Comunque sì è un giocatore che non c'entra niente con la B.


----------



## Chrissonero (11 Dicembre 2016)

Ciao raga, oggi solo in ottica Milan..

- Caldara, interessante vederlo in difficoltà, anche cosi è lui chi mi convince di più del Atalanta, è un difensore molto serio, 15 mln per lui sarebbe un grande investimento per il Milan.
- Conti, il nostro Calabria non e meno forte di lui.
- Barreca, oggi poteva fare meglio, lo vedo un po' in discesa rispetto a due mesi fa, resta cmq da seguire.
- Torreira, centrocampista di personalità molto sveglio, veloce, inteligente, e di grande tecnica, vale almeno per due Koziello, sarebbe perfetto per Montella.
- Kessiè, del Atalanta sembra di essere forse il ragazzo più pronto per una big ma non lo vedo adatto alla idea di Montella.
- Fofana, lo trovo molto discontinuo ma è un giocatore con un potenziale pazzesco, davero intrigante.. oggi ha fatto un gol capolavoro.
- Gagliardini, la sua principale qualità è che sa far correre la palla come dei grandi, inventa calcio in modo efficace e semplice, sopratutto per questo mi piace molto, metterlo nella rosa del Milan al posto di un Poli o Bertolacci sarebbe un uppgrade clamoroso.
- Perica, con Keita impossibile già nel mercato di gennaio io andrei a prendere questo ragazzo, per Montella sarebbe oro colato perche è uno che potrebbe far tirare il fiato senza problemi sia a Suso, Niang e anche Lapadula, ha una potenza incredibile, poi tecnica e tatticamente molto completo.


----------



## Alfabri (11 Dicembre 2016)

Chrissonero ha scritto:


> Ciao raga, oggi solo in ottica Milan..
> 
> - Caldara, interessante vederlo in difficoltà, anche cosi è lui chi mi convince di più del Atalanta, è un difensore molto serio, 15 mln per lui sarebbe un grande investimento per il Milan.
> - Conti, il nostro Calabria non e meno forte di lui.
> ...



Spunti molto interessanti, provo a dire la mia su alcuni:
-Caldara ha perso un brutto contrasto con Zapata che ha portato al primo gol dell'Udinese, poi con la stanchezza del secondo tempo il centrocampo ha perso un po' le distanze con la difesa, da lì il gol di Fofana (splendido), non ho visto altri grossi errori del nostro (che comunque fa un gran lavoro nel cercare l'anticipo partendo da una linea di difesa non eccessivamente alta.
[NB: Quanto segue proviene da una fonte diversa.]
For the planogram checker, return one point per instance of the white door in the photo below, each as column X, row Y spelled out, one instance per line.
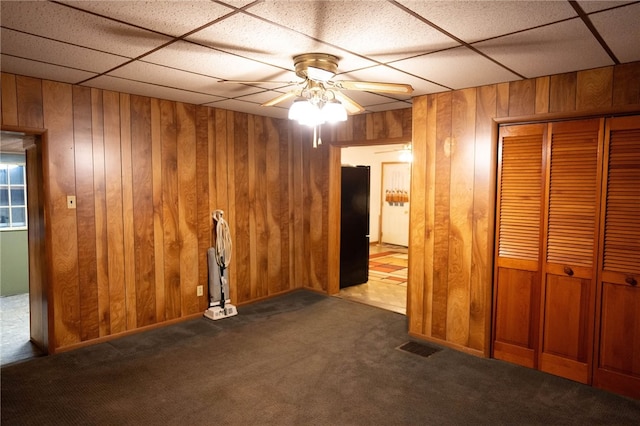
column 394, row 223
Mi piace parecchio nel complesso.
-Conti ha un vantaggio tattico rispetto a Calabria ed alla gran parte dei terzini della Serie A: pur non su un eccelsa base tecnica, ha un discreto dinamismo e soprattutto riesce ad attaccare indifferentemente il centro e il fondo del campo (sfruttando le sovrapposizioni del centrale destro), ampliando il ventaglio delle soluzioni offensive in un gioco "fascista" come quello di Gasperini. Sostanzialmente fa quello che potenzialmente potrebbe fare con continuità De Sciglio se non fosse (caratterialmente parlando) un mezzo giocatore.
-Barreca ha ancora qualche lacuna difensiva, specie nell'1 contro 1 (mentre fa davvero delle ottime diagonali), e difetta ancora un po' di personalità, ma è davvero un "pendolino" della fascia. Ottimo prospetto.
-Torreira, beh, non si può che sottoscrivere quello che dici. Da prendere ad occhi chiusi.
-Fofana ha fatto ottimi gol e secondo me ha reso molto di più di quanto almeno per ora vale. Sospendo il giudizio, non mi ha affatto entusiasmato, aldilà delle reti ovviamente.
-Gagliardini come sopra, devo rivederlo ma non sono convintissimo, sicuramente è sempre più nel vivo del gioco del succitato, si prende responsabilità importanti anche in fase di costruzione e per questo lo apprezzo già di più.
-Perica non ce lo vedo per niente confinato sulla fascia, ha il phisique du role del centravanti.


----------



## kolao95 (11 Dicembre 2016)

Un giocatore che ha fatto il salto di qualità e che consiglierei a tutte le big almeno come riserva è Castro, tecnica di base straordinaria e ha imparato a fare entrambe le fasi da mezzala. Unica pecca: è un po' troppo compassato, ma fosse anche rapido starebbe in qualche top club da qualche anno. Il buon [MENTION=776]tifoso evorutto[/MENTION] che ne pensa?


----------



## kolao95 (11 Dicembre 2016)

Chrissonero ha scritto:


> Ciao raga, oggi solo in ottica Milan..
> 
> - Caldara, interessante vederlo in difficoltà, anche cosi è lui chi mi convince di più del Atalanta, è un difensore molto serio, 15 mln per lui sarebbe un grande investimento per il Milan.
> - Conti, il nostro Calabria non e meno forte di lui.
> ...



Barreca sta deludendo anche me, ha dei limiti difensivi non di poco conto. Torreira potenzialmente fantastico, lo prenderei subito. Fofana deve imparare a gestirsi durante il match, ma anche lui ha delle potenzialità enormi. Ricorda vagamente Pogba nelle movenze..


----------



## tifoso evorutto (11 Dicembre 2016)

kolao95 ha scritto:


> Un giocatore che ha fatto il salto di qualità e che consiglierei a tutte le big almeno come riserva è Castro, tecnica di base straordinaria e ha imparato a fare entrambe le fasi da mezzala. Unica pecca: è un po' troppo compassato, ma fosse anche rapido starebbe in qualche top club da qualche anno. Il buon [MENTION=776]tifoso evorutto[/MENTION] che ne pensa?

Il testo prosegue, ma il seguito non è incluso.